There are two other commercial research systems on the market. The systems are offered by Tamale Software® and Code Red Inc®. Both these systems require that their own servers be installed on the clients' premises and these applications do not automatically suggest links to relevant items such as people, companies, industries and investment themes. Tamale research only allows their users to link items to companies and this process is done manually. For example, if a research professional wanted to link a person to another person, they would have to link each of them to the same ticker symbol (company) even if these people do not both work at that company. These relationships often do not make much sense and they are very cumbersome to establish. Code Red's product also requires their clients to manually link items together which is time consuming.

What is absent in the prior art research systems is a robust heuristic matching method that helps link research records. Whatever the precise merits, features, and advantages of the above mentioned prior art research systems, none of them achieves or fulfills the purposes of the present invention.

SUMMARY OF THE INVENTION

The present invention provides a heuristic method for use with a financial system comprising the steps of: (a) receiving a newly added research item; (b) extracting a text-based index from the newly added research item; (c) applying a plurality of heuristics to the extracted text-based index, wherein the heuristics comprises any of, or a combination of, the following: (1) user pre-selection heuristics to match the text-based index to a subset of existing research items that have been pre-selected, (2) ticker symbol heuristics to match the text-based index to a company's ticker symbol, (3) problem ticker heuristics to maintain a problem ticker list that is used to negate matches for tickers in the text-based index that can also represent common abbreviations, (4) word or phrase stemming heuristics to convert the extracted text-based index to a base or root form, and (5) stop word heuristics to remove short, high frequency, common, and low relevance words from the extracted text-based index; (d) matching results of application of heuristics in (c) with each of the following entity types: company contacts, industries, themes, and ideas; (e) upon detecting a match in (d), creating a bidirectional link between the newly added research item and the matching entity type in (d); and (f) storing a record of detected match in (d) in a database.

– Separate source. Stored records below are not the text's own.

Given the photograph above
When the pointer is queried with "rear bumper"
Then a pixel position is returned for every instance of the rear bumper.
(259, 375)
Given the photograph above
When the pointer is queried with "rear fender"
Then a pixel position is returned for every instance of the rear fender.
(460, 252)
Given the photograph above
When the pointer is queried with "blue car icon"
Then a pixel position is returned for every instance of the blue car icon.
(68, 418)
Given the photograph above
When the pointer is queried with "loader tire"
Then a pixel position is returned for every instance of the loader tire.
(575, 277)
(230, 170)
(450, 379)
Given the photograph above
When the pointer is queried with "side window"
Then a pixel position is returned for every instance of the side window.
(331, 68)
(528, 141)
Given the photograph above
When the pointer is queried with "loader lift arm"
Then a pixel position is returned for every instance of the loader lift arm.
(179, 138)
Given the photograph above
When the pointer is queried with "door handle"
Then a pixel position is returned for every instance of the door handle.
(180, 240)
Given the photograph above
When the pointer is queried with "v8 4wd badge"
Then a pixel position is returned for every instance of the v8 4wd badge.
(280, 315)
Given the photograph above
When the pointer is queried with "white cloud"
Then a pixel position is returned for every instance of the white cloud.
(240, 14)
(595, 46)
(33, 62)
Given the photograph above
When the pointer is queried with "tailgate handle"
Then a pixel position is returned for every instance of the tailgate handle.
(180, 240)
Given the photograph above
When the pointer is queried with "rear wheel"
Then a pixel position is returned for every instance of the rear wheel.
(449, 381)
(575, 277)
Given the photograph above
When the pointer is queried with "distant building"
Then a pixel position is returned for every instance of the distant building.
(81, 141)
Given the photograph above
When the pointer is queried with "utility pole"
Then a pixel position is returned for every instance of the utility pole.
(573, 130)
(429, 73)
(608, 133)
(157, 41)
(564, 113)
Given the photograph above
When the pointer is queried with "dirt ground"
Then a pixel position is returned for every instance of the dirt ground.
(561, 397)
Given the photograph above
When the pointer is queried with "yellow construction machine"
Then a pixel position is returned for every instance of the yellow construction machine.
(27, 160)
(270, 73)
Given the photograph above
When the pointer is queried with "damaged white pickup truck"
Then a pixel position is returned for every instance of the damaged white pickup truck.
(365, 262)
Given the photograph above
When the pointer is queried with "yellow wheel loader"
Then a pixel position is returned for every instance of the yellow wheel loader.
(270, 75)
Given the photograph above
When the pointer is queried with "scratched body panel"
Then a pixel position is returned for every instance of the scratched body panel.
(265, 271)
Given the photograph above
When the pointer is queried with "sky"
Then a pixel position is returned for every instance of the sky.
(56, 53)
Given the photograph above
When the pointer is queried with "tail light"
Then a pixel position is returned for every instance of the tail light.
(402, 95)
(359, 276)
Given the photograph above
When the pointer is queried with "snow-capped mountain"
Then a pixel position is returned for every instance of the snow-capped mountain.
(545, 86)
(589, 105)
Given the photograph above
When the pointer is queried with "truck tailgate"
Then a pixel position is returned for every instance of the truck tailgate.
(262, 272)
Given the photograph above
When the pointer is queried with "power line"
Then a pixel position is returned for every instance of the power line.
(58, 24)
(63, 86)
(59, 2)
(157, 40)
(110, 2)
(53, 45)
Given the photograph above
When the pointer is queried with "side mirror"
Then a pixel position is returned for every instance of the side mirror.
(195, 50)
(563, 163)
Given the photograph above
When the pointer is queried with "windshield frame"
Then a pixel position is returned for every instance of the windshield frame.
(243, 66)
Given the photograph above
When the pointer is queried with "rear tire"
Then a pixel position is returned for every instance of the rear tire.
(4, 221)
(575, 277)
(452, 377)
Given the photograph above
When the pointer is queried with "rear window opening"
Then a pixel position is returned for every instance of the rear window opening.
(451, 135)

The present invention also provides an article of manufacture comprising computer usable medium having computer readable program code to implement the above-described method.

BRIEF DESCRIPTION OF THE DRAWINGS

FIG. 1 illustrates the interface for adding a new note.

FIG. 2 illustrates an interface that is presented to the user to select objects to link to the current note that is being created.

FIG. 3 illustrates an example showing automatic suggested links.

FIG. 4 illustrates a flow chart associated with the present invention's heuristic linking algorithm.

DESCRIPTION OF THE PREFERRED EMBODIMENTS

While this invention is illustrated and described in a preferred embodiment, the invention may be produced in many different configurations. There is depicted in the drawings, and will herein be described in detail, a preferred embodiment of the invention, with the understanding that the present disclosure is to be considered as an exemplification of the principles of the invention and the associated functional specifications for its construction and is not intended to limit the invention to the embodiment illustrated. Those skilled in the art will envision many other possible variations within the scope of the present invention.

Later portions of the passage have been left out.